Antibacterial Spectrum
Primarily active against gram-positive cocci, including those resistant to other antibiotics.
Use: Treatment of E. faecium infections (including VRE strains), bacteriostatic.
Not Effective: Against E. faecalis.
Resistance
Mechanisms:
Enzymatic resistance (methylation of 23S rRNA hindering quinupristin binding).
Enzymatic modifications reducing bactericidal activity to bacteriostatic.
Plasmid-associated acetyltransferase inactivating dalfopristin.
Active efflux pumps lowering intracellular antibiotic levels.
Pharmacokinetics
Administration: Intravenously.
CSF Penetration: Does not achieve therapeutic concentrations in CSF.
Metabolism: Hepatic metabolism.
Excretion: Mainly in feces.
Adverse Effects
Venous Irritation: Common when administered through a peripheral line.

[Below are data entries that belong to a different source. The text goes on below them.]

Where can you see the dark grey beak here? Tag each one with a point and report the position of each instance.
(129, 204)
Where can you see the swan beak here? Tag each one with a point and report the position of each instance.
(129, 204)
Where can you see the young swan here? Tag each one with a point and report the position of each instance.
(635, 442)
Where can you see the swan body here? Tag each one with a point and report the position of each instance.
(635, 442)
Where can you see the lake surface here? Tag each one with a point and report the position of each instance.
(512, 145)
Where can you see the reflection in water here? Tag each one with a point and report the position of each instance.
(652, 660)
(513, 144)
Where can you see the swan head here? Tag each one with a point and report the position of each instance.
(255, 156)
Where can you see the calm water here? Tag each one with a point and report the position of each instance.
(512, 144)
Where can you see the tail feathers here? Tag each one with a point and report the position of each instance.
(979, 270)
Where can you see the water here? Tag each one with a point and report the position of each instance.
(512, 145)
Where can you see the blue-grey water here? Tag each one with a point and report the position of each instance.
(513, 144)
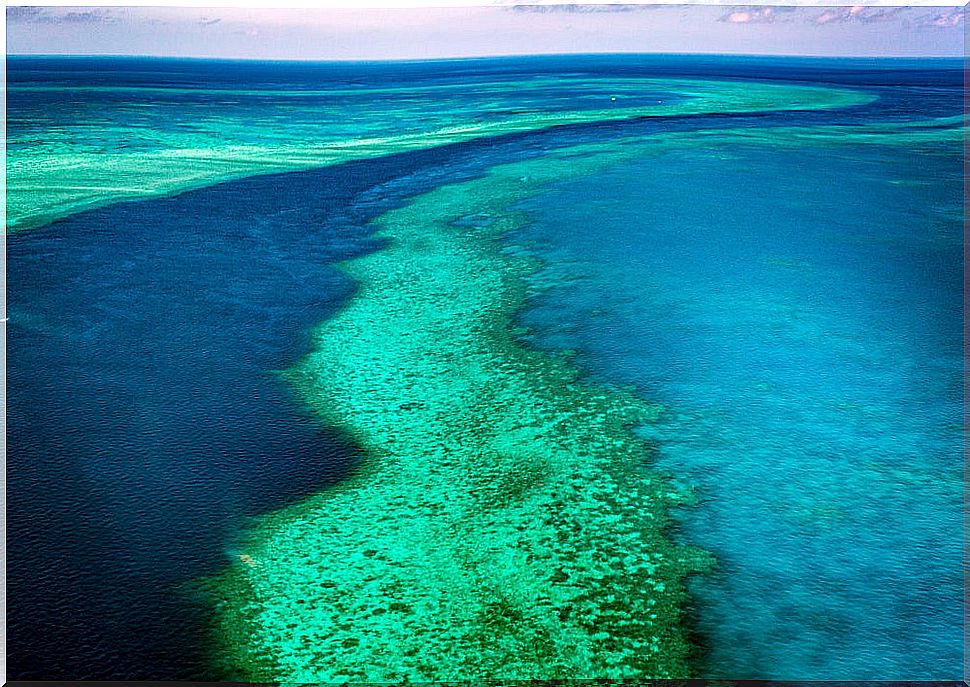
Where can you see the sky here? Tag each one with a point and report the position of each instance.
(502, 28)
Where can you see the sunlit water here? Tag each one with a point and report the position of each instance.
(796, 311)
(799, 315)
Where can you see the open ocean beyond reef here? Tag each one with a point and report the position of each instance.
(785, 284)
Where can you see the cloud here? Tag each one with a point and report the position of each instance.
(858, 13)
(750, 15)
(578, 9)
(39, 15)
(945, 20)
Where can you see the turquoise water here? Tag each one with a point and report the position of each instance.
(796, 310)
(799, 315)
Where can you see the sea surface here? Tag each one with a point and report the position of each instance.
(795, 307)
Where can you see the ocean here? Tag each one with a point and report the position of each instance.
(782, 280)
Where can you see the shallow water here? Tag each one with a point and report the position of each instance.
(147, 421)
(799, 315)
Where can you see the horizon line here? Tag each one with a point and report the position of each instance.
(352, 60)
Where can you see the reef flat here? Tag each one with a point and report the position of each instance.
(130, 142)
(505, 523)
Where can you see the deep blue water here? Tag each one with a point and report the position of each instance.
(146, 420)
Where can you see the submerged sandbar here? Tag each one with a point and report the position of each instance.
(505, 523)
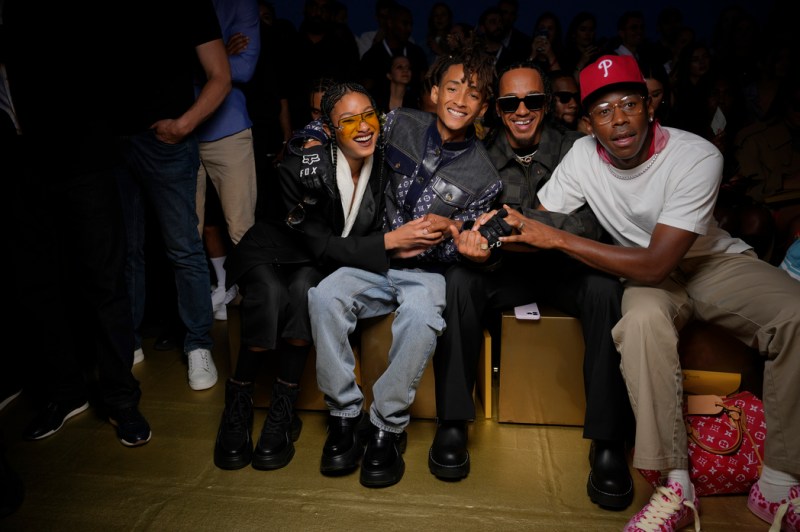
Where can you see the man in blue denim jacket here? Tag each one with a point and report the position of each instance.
(438, 173)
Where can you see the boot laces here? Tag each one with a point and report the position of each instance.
(664, 503)
(280, 415)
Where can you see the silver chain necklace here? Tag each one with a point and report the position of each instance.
(634, 176)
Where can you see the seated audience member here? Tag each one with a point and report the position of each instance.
(653, 189)
(437, 174)
(565, 108)
(525, 151)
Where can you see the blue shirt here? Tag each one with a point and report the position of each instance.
(235, 16)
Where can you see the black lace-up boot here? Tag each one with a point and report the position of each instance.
(234, 446)
(282, 427)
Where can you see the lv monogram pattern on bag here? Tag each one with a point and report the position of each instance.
(725, 449)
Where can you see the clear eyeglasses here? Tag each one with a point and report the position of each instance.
(631, 105)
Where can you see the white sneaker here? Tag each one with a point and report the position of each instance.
(202, 372)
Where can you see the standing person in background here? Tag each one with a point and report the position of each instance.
(322, 51)
(581, 46)
(226, 146)
(631, 38)
(156, 124)
(653, 189)
(659, 89)
(400, 93)
(267, 95)
(516, 42)
(67, 233)
(438, 174)
(547, 46)
(281, 258)
(397, 41)
(565, 108)
(370, 37)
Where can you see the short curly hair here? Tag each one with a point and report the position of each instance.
(469, 53)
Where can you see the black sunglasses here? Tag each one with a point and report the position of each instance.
(564, 96)
(509, 104)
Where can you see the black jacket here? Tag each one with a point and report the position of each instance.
(317, 239)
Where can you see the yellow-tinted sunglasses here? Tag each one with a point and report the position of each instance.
(349, 124)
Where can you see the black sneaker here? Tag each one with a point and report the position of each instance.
(383, 463)
(233, 448)
(132, 428)
(52, 418)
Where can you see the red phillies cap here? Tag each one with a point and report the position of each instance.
(610, 70)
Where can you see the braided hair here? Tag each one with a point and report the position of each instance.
(330, 98)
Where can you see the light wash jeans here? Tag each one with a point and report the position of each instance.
(165, 176)
(336, 304)
(754, 301)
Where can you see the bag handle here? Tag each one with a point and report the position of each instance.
(736, 421)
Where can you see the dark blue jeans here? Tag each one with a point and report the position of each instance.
(165, 176)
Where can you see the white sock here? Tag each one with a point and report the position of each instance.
(681, 476)
(219, 269)
(775, 485)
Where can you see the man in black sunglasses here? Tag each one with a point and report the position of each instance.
(525, 152)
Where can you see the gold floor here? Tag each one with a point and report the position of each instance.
(523, 477)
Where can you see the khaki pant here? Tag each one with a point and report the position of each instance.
(754, 301)
(230, 164)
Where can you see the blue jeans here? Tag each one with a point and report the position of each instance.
(416, 297)
(165, 175)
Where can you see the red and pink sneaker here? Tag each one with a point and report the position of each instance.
(667, 511)
(784, 515)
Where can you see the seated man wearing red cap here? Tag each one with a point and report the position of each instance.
(653, 189)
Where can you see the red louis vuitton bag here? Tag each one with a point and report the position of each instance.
(726, 442)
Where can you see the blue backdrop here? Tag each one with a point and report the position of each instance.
(701, 15)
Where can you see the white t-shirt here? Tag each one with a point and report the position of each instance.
(679, 190)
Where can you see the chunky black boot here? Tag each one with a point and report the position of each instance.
(610, 484)
(282, 427)
(234, 446)
(448, 458)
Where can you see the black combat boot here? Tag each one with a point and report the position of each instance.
(234, 446)
(282, 427)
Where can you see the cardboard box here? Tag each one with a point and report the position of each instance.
(375, 339)
(310, 397)
(541, 370)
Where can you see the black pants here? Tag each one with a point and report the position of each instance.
(69, 256)
(551, 278)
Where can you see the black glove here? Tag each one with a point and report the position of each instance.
(315, 165)
(495, 228)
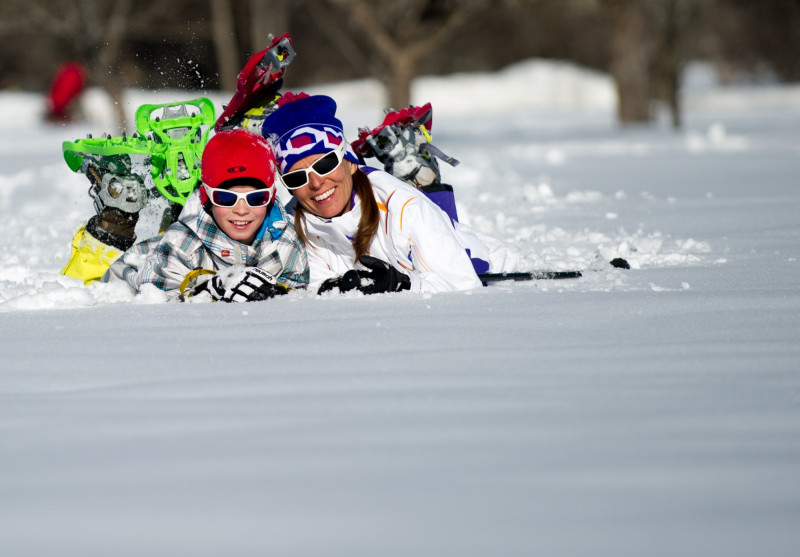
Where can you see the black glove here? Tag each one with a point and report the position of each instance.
(345, 283)
(381, 277)
(249, 284)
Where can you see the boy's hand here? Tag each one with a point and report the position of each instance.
(244, 284)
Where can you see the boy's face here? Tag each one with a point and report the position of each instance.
(240, 222)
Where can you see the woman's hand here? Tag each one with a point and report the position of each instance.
(380, 277)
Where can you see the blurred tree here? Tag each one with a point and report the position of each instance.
(398, 33)
(201, 44)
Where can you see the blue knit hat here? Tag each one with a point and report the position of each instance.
(304, 126)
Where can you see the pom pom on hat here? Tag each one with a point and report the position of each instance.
(304, 125)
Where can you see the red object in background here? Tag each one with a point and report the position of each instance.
(69, 81)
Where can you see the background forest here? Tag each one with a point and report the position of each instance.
(202, 44)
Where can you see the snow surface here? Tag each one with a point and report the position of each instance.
(652, 411)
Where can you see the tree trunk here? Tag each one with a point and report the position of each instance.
(105, 69)
(267, 17)
(630, 59)
(224, 33)
(398, 81)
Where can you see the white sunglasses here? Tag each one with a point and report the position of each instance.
(322, 167)
(227, 198)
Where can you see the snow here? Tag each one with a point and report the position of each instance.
(651, 411)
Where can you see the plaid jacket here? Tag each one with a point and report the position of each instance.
(195, 241)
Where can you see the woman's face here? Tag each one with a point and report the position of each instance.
(240, 222)
(325, 196)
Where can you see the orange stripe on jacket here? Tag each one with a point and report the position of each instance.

Hyperbilirubinemia: Occurs in about 25% of patients (competition for excretion).
Arthralgia and Myalgia: Reported with higher doses.
Drug Interactions: Inhibits cytochrome P450 CYP3A4 isoenzyme, leading to toxicities with concomitant drugs metabolized by this pathway.
Oxazolidinones (Linezolid and Tedizolid)
Development: Synthetic oxazolidinones for combating gram-positive organisms, including resistant isolates (MRSA, VRE, penicillin-resistant streptococci).
Mechanism of Action
Bind to the bacterial 23S ribosomal RNA of the 50S subunit.
Inhibit formation of the 70S initiation complex and translation of bacterial proteins.
Antibacterial Spectrum
Targets: Gram-positive bacteria (staphylococci, streptococci, enterococci, Corynebacterium, Listeria).
Activity: Moderate activity against Mycobacterium tuberculosis.
Use: Mainly for drug-resistant gram-positive infections.
Activity: Generally bacteriostatic, but linezolid is bactericidal against streptococci.
Linezolid: Alternative to daptomycin for VRE infections.
Use: Due to bacteriostatic nature, not first-line options for MRSA bacteremia.
Resistance
Mechanism: Reduced binding at the target site.
Resistance Reported: S. aureus and Enterococcus sp.
Cross-Resistance: Does not occur with other protein synthesis inhibitors.
Pharmacokinetics
Bioavailability: High oral bioavailability, IV formulations available.
Distribution: Widely throughout the body.
Linezolid Metabolism: Oxidation to inactive metabolites, full pathway not completely understood.
Linezolid Excretion: Via both renal and nonrenal routes.
Tedizolid Metabolism: By sulfation, primarily eliminated via the liver.
Tedizolid Excretion: Mainly excreted in the feces.
Dose Adjustments: No dose adjustments needed for renal or hepatic dysfunction.
Adverse Effects
Common: Gastrointestinal upset, nausea, diarrhea, headache, and rash.
Thrombocytopenia: May occur, especially with use beyond 10 days.
Monoamine Oxidase Inhibition: Risk of serotonin syndrome when combined with tyramine-rich foods, SSRIs, or MAO inhibitors.
Neuropathy: Prolonged use (>28 days) linked to irreversible peripheral neuropathy and optic neuritis, potentially causing blindness.